The Diamondbacks went for it, and then it pulled the football away
I love it when teams go for it. It appeals to me. It appeals to you. Teams are always chasing it, and they never change what it is. Gotta catch that it. So when the Diamondbacks took their TV money and invested it in the shiniest free agent on the market, poking two of their division rivals in the eye in the process, it was an exciting time to be a baseball fan. And while the trade for Shelby Miller was, uh, ill-advised, even without the benefit of hindsight, there was a path for them to contend immediately.
And then it all crumbled, starting with the preseason injury to A.J. Pollock, one of baseball’s best players. That transitioned into Zack Greinke looking like one of the pitchers most hurt by the livelier ball, which almost would have been predictable if we knew that a livelier ball was coming. Then Miller wasn’t just disappointing — he was one of the worst starters in either league, with mechanical problems forcing him back to the minor leagues. Meanwhile, Dansby Swanson is already in the majors, as if the Braves are trying to make them look bad.
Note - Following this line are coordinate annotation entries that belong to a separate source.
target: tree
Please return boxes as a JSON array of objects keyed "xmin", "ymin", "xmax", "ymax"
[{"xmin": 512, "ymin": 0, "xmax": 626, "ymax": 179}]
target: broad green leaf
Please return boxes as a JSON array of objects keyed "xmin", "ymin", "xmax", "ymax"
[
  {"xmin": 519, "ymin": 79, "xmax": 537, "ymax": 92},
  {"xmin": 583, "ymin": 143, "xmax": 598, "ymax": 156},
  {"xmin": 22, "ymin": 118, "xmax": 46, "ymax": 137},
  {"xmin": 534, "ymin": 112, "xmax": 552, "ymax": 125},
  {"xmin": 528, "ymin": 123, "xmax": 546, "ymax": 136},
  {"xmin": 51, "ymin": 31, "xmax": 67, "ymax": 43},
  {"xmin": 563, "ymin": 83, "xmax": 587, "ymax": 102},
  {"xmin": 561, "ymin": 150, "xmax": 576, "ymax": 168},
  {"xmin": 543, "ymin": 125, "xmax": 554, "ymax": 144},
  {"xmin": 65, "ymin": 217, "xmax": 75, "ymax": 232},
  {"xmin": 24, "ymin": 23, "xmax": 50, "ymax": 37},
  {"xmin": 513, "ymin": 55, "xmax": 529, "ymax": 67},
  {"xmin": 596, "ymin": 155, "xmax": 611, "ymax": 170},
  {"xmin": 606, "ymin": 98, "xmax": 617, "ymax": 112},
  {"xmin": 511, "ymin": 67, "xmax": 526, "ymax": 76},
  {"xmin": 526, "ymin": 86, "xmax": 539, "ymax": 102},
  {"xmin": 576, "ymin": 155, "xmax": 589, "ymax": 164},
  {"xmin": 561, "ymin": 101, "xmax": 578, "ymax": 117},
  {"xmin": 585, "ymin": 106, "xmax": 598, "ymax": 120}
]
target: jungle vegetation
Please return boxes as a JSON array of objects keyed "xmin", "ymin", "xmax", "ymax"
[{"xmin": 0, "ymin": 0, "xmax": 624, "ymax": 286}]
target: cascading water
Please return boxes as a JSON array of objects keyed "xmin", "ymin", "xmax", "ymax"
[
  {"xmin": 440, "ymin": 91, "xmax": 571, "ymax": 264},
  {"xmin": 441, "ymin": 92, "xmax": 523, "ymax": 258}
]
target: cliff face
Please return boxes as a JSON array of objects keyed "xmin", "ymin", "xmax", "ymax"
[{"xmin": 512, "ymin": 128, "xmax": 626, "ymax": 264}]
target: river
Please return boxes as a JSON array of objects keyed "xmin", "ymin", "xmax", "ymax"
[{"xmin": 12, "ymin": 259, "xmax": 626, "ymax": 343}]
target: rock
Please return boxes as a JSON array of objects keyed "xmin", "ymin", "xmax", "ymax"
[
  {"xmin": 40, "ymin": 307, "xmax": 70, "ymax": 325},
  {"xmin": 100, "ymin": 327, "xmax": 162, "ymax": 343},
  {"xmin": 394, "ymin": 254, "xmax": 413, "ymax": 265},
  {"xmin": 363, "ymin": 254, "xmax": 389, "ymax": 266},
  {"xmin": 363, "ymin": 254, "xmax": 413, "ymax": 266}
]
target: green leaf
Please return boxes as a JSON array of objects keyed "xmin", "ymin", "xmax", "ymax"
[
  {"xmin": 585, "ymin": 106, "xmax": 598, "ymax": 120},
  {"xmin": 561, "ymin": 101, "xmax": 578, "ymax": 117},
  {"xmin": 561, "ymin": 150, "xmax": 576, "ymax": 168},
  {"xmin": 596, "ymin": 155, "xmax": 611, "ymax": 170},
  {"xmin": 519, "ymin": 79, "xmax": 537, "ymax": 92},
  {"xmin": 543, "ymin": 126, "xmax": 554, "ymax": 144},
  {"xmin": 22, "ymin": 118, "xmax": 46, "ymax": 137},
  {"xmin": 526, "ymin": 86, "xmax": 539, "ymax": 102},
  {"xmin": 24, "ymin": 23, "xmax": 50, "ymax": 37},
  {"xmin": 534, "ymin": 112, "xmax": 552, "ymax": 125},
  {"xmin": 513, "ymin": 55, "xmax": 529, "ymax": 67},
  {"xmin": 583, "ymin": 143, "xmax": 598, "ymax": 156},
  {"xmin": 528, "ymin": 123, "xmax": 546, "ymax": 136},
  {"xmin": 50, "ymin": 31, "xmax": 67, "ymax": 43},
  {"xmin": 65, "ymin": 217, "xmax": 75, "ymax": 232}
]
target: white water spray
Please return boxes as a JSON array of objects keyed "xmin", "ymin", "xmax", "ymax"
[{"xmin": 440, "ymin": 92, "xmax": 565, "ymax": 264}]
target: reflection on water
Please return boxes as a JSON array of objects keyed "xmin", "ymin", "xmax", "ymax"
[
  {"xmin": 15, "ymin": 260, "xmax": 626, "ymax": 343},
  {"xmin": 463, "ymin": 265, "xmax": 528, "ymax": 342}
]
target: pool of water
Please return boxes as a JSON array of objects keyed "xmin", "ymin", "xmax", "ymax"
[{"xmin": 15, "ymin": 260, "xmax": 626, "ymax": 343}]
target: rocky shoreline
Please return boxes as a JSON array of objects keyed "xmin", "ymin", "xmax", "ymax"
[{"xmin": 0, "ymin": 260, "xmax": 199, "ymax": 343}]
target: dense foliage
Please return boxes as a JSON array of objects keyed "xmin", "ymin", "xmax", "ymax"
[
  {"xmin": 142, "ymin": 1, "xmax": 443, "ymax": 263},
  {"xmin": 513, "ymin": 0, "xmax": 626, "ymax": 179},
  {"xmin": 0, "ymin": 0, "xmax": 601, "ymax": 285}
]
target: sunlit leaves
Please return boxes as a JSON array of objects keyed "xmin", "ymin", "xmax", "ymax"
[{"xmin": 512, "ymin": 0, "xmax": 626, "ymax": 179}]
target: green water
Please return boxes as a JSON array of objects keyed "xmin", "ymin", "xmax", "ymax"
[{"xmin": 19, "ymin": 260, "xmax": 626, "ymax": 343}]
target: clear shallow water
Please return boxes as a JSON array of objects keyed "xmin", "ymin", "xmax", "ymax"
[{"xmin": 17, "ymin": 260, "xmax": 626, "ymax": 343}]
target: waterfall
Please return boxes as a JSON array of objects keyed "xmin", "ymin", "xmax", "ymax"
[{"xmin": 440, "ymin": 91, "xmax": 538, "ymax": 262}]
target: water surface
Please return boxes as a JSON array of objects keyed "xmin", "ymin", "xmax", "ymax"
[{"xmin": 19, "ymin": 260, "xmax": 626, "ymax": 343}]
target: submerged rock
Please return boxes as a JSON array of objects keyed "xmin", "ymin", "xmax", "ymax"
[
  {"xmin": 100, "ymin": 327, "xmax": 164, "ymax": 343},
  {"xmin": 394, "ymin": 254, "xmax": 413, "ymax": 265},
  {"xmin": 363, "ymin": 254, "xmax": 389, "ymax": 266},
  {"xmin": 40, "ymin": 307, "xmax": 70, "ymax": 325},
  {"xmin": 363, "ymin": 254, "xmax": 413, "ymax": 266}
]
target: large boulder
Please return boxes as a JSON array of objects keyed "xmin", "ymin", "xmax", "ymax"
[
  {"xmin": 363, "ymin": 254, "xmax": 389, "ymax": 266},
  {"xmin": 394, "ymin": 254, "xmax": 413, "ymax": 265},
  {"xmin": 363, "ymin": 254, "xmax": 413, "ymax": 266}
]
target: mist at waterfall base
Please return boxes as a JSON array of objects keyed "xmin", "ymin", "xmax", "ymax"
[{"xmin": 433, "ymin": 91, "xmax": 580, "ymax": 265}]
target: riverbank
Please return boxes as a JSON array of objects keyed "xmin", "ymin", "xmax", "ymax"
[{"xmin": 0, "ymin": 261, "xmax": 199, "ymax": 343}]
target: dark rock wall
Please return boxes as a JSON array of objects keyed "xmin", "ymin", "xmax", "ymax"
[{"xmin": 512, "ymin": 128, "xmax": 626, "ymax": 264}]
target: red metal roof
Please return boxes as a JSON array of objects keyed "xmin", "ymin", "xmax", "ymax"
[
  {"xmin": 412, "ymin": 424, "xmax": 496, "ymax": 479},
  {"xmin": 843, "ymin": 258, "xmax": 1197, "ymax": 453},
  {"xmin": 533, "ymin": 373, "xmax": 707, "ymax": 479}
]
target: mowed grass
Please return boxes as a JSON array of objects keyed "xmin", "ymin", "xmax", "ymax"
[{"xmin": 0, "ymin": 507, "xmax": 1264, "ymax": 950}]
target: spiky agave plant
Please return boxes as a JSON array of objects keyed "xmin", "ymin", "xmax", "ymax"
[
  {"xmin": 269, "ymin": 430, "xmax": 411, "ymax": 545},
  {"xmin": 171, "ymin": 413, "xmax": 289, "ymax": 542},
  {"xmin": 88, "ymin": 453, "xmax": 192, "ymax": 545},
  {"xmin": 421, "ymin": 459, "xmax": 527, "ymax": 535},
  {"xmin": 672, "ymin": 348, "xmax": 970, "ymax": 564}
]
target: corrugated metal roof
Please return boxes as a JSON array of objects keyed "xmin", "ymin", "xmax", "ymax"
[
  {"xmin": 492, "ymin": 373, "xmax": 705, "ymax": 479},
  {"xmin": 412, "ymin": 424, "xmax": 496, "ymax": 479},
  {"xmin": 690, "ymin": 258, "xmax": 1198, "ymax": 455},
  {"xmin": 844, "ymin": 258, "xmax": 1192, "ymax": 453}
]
The Diamondbacks still have a future, mind you, if only because Greinke and Miller probably won’t be this ineffective forever, and the rest of the core is mostly young. Pollock will be back. Paul Goldschmidt is still a man-monster. Jean Segura was an inspired acquisition, and the breakout of Jake Lamb was exactly the kind of good fortune they were expecting before the season started. Their crater can fit comfortably inside the Angels’ crater a few times over.
Still, this has to get in the heads of the next team that goes for it. Whereas we got used to the Royals getting James Shields and him turning out to be exactly what they needed to win a pennant, this is a big skull-and-crossbones sign pounded into the dirt. I’m sure that teams don’t need to cherry-pick cautionary tales before they decide how to construct their own rosters. That doesn’t mean the deals of this specific it-chasing won’t float around the collective subconscious of baseball for a bit. The Diamondbacks spent $200 million and their best prospect, and all they got was this lousy last-place finish. Bold decisions should be rewarded more than that.
They were going for it. Have some pity, everyone. Have some pity.